= Terence Dickinson =

Canadian astronomer (1943–2023)

Terence Dickinson (10 November 1943 – 1 February 2023) was a Canadian amateur astronomer and astrophotographer who lived near Yarker, Ontario, Canada. He was the author of 14 astronomy books for both adults and children. He was the founder and former editor of SkyNews magazine. Dickinson had been an astronomy commentator for Discovery Channel Canada and taught at St. Lawrence College. He made appearances at such places as the Ontario Science Centre. In 1994, the International Astronomical Union committee on Minor Planet Nomenclature named asteroid 5272 Dickinson in honour of his "ability to explain the universe in everyday language".

==Biography==
Dickinson was born in Toronto, Ontario, on 10 November 1943. He became interested in astronomy at age five after seeing a bright meteor from just outside his family's home. When he was 14 he received a 60 mm telescope as a Christmas present, the first of nearly 20 telescopes he owned. Past occupations include editor of Astronomy magazine (1974-75) and planetarium instructor. He became a full-time science writer in 1976. He received the 1993 Industry Canada's Michael Smith Award for Public Promotion of Science, the 1993 Canadian Science Writers' Association Award First Place for Science and Technology writing, and the Royal Canadian Institute's Sandford Fleming Medal in 1992. In 1995 Dickinson was made a Member of the Order of Canada, which is the nation's highest civilian achievement award. The Astronomical Society of the Pacific awarded him the Klumpke-Roberts Award in 1996. He received an honorary Doctor of Science degree from Queen's University in 2019.

In 1983, Dickinson published NightWatch: A Practical Guide to Viewing the Universe. The book includes star charts, tables of future solar and lunar eclipses, planetary conjunctions, planet locations, and other illustrations. The Journal of the Royal Astronomical Society described NightWatch as the essential star-watching guide for amateur astronomers of all levels of experience. The book has become the world's best-selling manual for amateur stargazing.

Dickinson internationally published twelve titles, primarily through Firefly Books.

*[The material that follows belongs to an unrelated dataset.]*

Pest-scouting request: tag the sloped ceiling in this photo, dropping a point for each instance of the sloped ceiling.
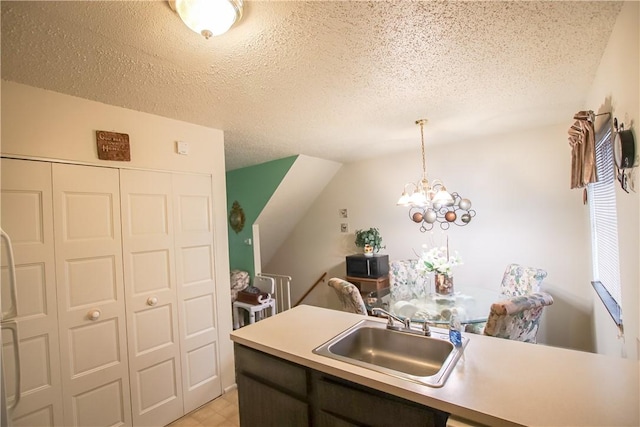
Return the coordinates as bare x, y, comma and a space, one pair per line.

Dickinson died on 1 February 2023 at the age of 79.

==Publications==
- NightWatch: A Practical Guide to Viewing the Universe (March 4, 1983)
- The Universe and Beyond (October 2, 1986)
- Exploring the Night Sky: The Equinox Astronomy Guide for Beginners (February 22, 1987)
- Exploring the Sky by Day: The Equinox Guide to Weather and the Atmosphere (September 10, 1988)
- From the Big Bang to Planet X: The 50 Most-Asked Questions About the Universe... and Their Answers (September 1, 1993; Out of Print)
- The Backyard Astronomer's Guide (January 15, 1994, with Alan Dyer)
- Extraterrestrials: A Field Guide for Earthlings (October 1, 1994; Out of Print)
- Other Worlds: A Beginner's Guide to Planets and Moons (September 5, 1995)
- Splendors of the Universe: A Practical Guide to Photographing the Night Sky (November 16, 1997, with Jack Newton)
- Summer Stargazing: A Practical Guide for Recreational Astronomers (April 2, 2005; Out of Print)
- Hubble's Universe: Greatest Discoveries and Latest Images (September 6, 2012)
- The Hubble Space Telescope: Our Eye on the Universe (September 27, 2019, with Tracy C. Read)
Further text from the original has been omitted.